Update Dec 29 4:55pm: The question was asked if you can use your API endpoint URL (https://[pinboardusername]:[pinboardpassword]@api.pinboard.in/v1/posts/all?format=json) straight into ifttt. Maciej confirmed that it should work, the problem is that you’re essentially storing your login credentials in a 3rd party service, and you don’t know if they’re storing and transmitting it securely.

So the point is: it’s an ok workaround if maybe you don’t have access to a web server, just make sure you use a unique password.

  • Anonymous

    Thank you very much for writing this up! I will now go look up how to run a CRON job on my webserver. Backups are love.

  • http://peterstuifzand.nl Peter Stuifzand

    Why don’t you download the file directly from the Pinboard url? Security, perhaps?

  • http://behindcompanies.com/ Marcelo Somers

    Because there is no way to do it automatically. I’d have to login each day and download the HTML/XML/JSON file.

    I can’t automate grabbing it directly automatically because Pinboard doesn’t give you a unique URL to the file. Maciej recommended using the API: https://twitter.com/pinboard/status/152106556891217921

  • http://peterstuifzand.nl Peter Stuifzand
  • http://behindcompanies.com/ Marcelo Somers

    Hm, interesting. I thought it was, but when I tried it yesterday it didn’t work. It works now. Looks like you could just drop that URL into ifttt. I’ll confirm with Pinboard.

  • http://behindcompanies.com/ Marcelo Somers

    Maciej said it should work. The downside is that you’d be plugging your password into a 3rd party service. You don’t that they store and transmit it securely.

    See: https://twitter.com/pinboard/status/152523193796657155

  • Drew Schuster

    Great post!  Looking at how you did this, I decided to extend your technique a little.  I wrote a post ( http://nuncamind.com/blog/2011/12/31/automatic-pinboard-backup/ ) that shows how I load the Pinboard backup as a static html file and then publish it on my server.  This way even if Pinboard and Dropbox are down I can still access them from anywhere!

  • http://twitter.com/richardmhowell Richard Howell

    Just as a side note, i had trouble getting my script to work, i set it all up as per the instructions above, the CRON ran but ifttt had nothing to copy.
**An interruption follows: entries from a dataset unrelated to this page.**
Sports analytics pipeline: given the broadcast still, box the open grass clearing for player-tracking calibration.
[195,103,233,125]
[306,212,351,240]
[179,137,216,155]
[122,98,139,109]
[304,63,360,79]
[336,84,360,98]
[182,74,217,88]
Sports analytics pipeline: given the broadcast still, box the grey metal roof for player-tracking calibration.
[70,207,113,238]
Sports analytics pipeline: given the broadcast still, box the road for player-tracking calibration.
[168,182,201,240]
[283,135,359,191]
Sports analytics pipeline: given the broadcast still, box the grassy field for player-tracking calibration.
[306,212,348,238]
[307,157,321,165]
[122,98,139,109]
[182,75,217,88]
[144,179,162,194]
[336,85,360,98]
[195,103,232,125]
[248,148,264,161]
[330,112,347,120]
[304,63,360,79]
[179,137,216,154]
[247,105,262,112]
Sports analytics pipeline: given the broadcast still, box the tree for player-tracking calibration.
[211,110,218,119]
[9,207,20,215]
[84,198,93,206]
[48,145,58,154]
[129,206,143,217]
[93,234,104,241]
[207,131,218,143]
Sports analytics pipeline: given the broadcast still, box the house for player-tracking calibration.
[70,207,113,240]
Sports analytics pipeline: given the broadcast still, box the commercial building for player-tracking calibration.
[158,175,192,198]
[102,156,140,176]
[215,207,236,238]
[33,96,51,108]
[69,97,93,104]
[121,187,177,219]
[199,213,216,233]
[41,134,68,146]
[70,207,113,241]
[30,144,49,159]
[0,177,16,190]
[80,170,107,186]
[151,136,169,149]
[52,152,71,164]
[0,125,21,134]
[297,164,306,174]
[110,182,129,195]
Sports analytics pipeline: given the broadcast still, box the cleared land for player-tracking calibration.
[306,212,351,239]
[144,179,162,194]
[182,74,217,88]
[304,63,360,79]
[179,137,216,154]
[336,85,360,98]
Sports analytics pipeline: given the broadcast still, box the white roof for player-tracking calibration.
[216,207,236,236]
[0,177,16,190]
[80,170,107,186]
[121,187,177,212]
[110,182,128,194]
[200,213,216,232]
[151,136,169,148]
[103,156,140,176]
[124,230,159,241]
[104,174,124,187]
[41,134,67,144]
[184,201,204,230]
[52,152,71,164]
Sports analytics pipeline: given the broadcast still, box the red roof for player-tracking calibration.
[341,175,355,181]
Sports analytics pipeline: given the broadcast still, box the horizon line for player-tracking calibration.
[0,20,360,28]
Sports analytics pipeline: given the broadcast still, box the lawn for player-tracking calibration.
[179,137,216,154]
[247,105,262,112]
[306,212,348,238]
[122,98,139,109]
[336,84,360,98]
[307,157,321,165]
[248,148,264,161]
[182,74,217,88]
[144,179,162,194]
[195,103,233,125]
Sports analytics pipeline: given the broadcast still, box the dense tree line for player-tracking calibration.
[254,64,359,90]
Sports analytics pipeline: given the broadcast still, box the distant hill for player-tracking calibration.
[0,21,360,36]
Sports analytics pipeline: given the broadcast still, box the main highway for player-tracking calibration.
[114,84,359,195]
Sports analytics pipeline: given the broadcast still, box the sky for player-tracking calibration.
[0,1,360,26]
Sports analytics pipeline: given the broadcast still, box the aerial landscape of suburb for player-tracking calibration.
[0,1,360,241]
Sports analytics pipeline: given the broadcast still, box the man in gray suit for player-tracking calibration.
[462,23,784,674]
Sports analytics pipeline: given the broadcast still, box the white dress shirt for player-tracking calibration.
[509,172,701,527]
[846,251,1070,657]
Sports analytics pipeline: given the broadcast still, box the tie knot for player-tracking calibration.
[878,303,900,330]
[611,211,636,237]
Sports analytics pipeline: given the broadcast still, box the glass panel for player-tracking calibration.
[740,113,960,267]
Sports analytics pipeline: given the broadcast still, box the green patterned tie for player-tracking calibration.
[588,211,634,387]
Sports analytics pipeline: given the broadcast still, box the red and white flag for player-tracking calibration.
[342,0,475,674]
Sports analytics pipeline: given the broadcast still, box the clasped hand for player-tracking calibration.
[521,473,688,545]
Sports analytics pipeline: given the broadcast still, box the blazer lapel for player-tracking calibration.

I found out in the end you have to point the script to the absolute path of the JSON file rather than the relative path. /home/user/public_html/backup_folder/ not /public_html/backup_folder

    This may have been an oversight on my part, not knowing 100% how things worked, however;You can find the absolute path by creating a empty php file (E.g path.php) and copying the text found here into it

    http://joejoomla.com/news-mainmenu-46/1-latest/83-how-to-find-the-absolute-path.html

    upload it to the directory you are trying to use as the backup directory then browse to that directory in your web browser (e.g http://www.yoursite.com/pinboard) adding path.php to the end of the URL and the path to this folder will be displayed.

  • http://www.facebook.com/chadchristian Chad Nielsen

    Great stuff, thanks for sharing!  I have a Pinboard account but don’t find myself using it anywhere near as much as Instapaper.  Why is Pinboard your bookmark service of choice over, say, Instapaper?

  • http://behindcompanies.com/ Marcelo Somers

    Great point, Richard, thanks for clarifying. I will update this post when I get the chance to make it clearer for the less-technical.

  • http://behindcompanies.com/ Marcelo Somers

    Good question - I’m actually love Instapaper, but they probably have different uses. I save stuff I want to read in Instapaper. If it’s worth archiving for later, then I’ll save it to Pinboard. The two services actually connect, you can automatically import your favorited articles to Pinboard.

    Pinboard is sort of my archive of stuff that was good, plus the archiving feature to combat link rot is fantastic.

  • http://www.facebook.com/chadchristian Chad Nielsen

    That’s good to know.  Hehe, I’ve found myself using Instapaper what you use it and Pinboard for.  The quick read later stuff as well as longterm link storage.  Perhaps I’ll give your “workflow” a try to see if there are some Pinboard features I find useful.

    I will say the link rot feature may be the one thing worth using Pinboard for. I’ll have to see if it’s worth the $25/year price.